Purity requirements and preparation technology of chip manufacturing gases

Technical description on chip manufacturing gas purity requirements and preparation technology

In the field of chip manufacturing, gas purity is a core factor that determines product quality and performance. From key processes such as lithography and etching to thin film deposition, trace impurities in the gas may cause chain reactions, leading to deviations in chip performance or even scrapping. The following specifications are given for gas purity requirements, preparation technology and quality assurance measures:

1. Core requirements for gas purity

1. common gas standard：
   • The purity of bulk gases such as nitrogen, hydrogen, oxygen, argon, and helium needs to reach more than 99.999999%(9N), and the content of impurities such as oxygen, water, and total hydrocarbons needs to be controlled within 1 ppb (one part per billion).
   • Special processes (such as processes below 14 nm) require the concentration of individual impurities to be less than 0.1ppb (i.e. 100 ppt), which is equivalent to the difficulty of finding a grain of salt in a standard football field.
2. Electronic special gas specification：
   • The purity of special gases such as doping gases (such as B2H6, PH3), etching gases (such as CF4, NF3), and deposition gases (such as SiH4, WF6) must reach 99.999%(5N) or more.
   • High-end processes (such as EUV lithography) require that the purity of the gas be increased to 99.9999%(6N), and the impurity concentration needs to be controlled at the ppt level (one part per trillion).

2. Impact and control of impurities

1. Key impurity types：
   • Metal impurities (such as Fe, Cu): Will change the electrical characteristics of semiconductors, resulting in increased leakage current.
   • Non-metallic impurities (such as O2, H2O): may cause oxidation reactions and destroy the uniformity of thin film deposition.
   • Particulate pollutants (>0.1μm): may cause short circuits or open circuits, directly affecting chip yield.
2. Purity assurance measures：
   • Adopt a multi-stage purification system to deeply remove impurities through adsorption, catalysis, air suction and other processes.
   • Equipped with online monitoring equipment to detect pressure, flow, dew point and particulate matter concentration in real time, and the data collection frequency is ≥1 time/second.

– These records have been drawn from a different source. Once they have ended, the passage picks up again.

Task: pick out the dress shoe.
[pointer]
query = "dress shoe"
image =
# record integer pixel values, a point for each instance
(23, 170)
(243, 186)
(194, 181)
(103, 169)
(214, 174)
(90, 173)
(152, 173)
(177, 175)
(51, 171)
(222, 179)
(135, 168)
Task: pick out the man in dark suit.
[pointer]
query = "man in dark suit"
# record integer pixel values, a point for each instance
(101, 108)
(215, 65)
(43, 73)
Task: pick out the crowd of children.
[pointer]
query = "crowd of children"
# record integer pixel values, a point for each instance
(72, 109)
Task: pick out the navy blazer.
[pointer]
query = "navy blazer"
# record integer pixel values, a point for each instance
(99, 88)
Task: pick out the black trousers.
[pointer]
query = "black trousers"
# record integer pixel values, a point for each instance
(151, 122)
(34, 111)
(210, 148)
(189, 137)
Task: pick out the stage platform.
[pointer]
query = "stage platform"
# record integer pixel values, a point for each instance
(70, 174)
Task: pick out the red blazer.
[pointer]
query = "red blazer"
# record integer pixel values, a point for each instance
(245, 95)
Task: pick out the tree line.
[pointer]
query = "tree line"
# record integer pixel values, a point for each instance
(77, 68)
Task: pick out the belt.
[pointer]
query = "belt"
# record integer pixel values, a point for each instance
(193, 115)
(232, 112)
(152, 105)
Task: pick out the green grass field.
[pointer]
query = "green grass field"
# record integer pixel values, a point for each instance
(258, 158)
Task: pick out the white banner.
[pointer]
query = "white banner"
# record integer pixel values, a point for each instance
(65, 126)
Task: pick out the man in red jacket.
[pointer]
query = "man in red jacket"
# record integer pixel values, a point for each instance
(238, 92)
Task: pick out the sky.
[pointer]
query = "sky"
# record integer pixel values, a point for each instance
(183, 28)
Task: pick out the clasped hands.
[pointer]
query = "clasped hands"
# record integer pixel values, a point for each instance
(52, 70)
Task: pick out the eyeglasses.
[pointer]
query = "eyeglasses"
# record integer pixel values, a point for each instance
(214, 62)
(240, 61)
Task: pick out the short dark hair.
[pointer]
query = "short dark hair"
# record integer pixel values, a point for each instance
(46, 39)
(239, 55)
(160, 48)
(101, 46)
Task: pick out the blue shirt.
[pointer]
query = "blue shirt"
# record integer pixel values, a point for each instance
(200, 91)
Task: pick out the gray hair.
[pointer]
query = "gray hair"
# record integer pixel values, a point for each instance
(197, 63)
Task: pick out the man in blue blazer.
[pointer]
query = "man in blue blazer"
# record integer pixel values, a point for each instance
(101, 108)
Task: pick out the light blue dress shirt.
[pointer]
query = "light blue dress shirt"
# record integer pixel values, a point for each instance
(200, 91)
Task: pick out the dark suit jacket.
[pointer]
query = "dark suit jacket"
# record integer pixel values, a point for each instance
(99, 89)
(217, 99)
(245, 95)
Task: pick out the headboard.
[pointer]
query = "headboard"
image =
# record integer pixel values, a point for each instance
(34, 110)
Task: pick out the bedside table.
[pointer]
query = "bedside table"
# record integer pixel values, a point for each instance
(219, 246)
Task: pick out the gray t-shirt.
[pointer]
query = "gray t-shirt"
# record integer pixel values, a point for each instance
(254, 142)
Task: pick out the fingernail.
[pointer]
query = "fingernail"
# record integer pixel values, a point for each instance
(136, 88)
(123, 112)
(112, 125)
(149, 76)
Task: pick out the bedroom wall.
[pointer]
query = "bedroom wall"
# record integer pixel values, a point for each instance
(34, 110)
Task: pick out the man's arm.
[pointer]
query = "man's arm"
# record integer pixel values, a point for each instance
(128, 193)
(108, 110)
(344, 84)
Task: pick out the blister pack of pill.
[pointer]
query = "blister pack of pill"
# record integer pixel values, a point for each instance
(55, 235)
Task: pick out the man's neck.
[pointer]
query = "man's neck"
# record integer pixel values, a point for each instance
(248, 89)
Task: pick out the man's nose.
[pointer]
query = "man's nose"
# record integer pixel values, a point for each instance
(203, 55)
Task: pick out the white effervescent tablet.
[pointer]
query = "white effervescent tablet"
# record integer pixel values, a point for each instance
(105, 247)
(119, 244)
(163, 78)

3. Core technology for gas preparation

1. Raw material purification process：
   • Adsorption method: Use molecular sieve, activated carbon and other adsorbents to remove impurities such as oxygen, water, and carbon monoxide, with a removal depth of 0.01ppbv.
   • Catalytic method: Catalyze the reaction of methane and oxygen at high temperature to produce carbon dioxide and water to achieve deep purification of nitrogen.
   • Glowing method: alloy materials are used to absorb impurities at high temperatures, mainly used for argon and helium purification and hydrogen recovery.
2. Precision synthesis technology：
   • For special gases such as silane (SiH4) and ammonia (NH3), the reaction conditions need to be accurately controlled through a chemical vapor deposition (CVD) process.
   • The accuracy of mixing gas needs to reach ppm (parts per million) or even ppb (parts per billion), just like the accuracy of mixing a drop of pigment in a swimming pool.

4. System integration and quality control

1. Gas supply system design：
   • It adopts a full-process independently controllable special gas system, covering gas sources, purification devices, pipeline networks and leak detection components.
   • The pipe is made of 316L stainless steel, the inner wall roughness is ≤0.4μm, and the weld is subjected to electrolytic polishing.
2. quality inspection system：
   • Regularly conduct high-precision tests such as gas chromatography and ICP-MS (Inductively Coupled Plasma Mass Spectrometry) to ensure that the impurity content meets the standard.
   • Implement annual pipeline pressure test and leak detection. When the leak rate exceeds 5%, pipe network maintenance is required.

V. Technological innovation trends

1. New purification technology：
   • Develop advanced processes such as membrane separation and cryogenic rectification to increase gas recovery rates to more than 95%.
   • Develop an intelligent purification system to automatically adjust the adsorbent regeneration cycle through AI algorithms and reduce energy consumption by 20%-30%.
2. Green preparation direction：
   • Promote closed-loop gas supply systems to realize the recycling of special gas and reduce emissions by more than 30%.
   • Use clean energy such as hydrogen energy to drive purification equipment to reduce carbon emission intensity.

It is recommended that chip manufacturing companies establish a gas quality traceability system and implement full life cycle management for each batch of gas. For continuous operation systems, an intelligent monitoring platform can be configured to collect purity, pressure, flow and other parameters in real time, predict equipment status through data analysis, and achieve preventive maintenance. At the same time, it is recommended to conduct pipe network leakage testing every quarter and entrust a third-party testing agency to issue a full quality report every year to ensure the continuous and stable operation of the system.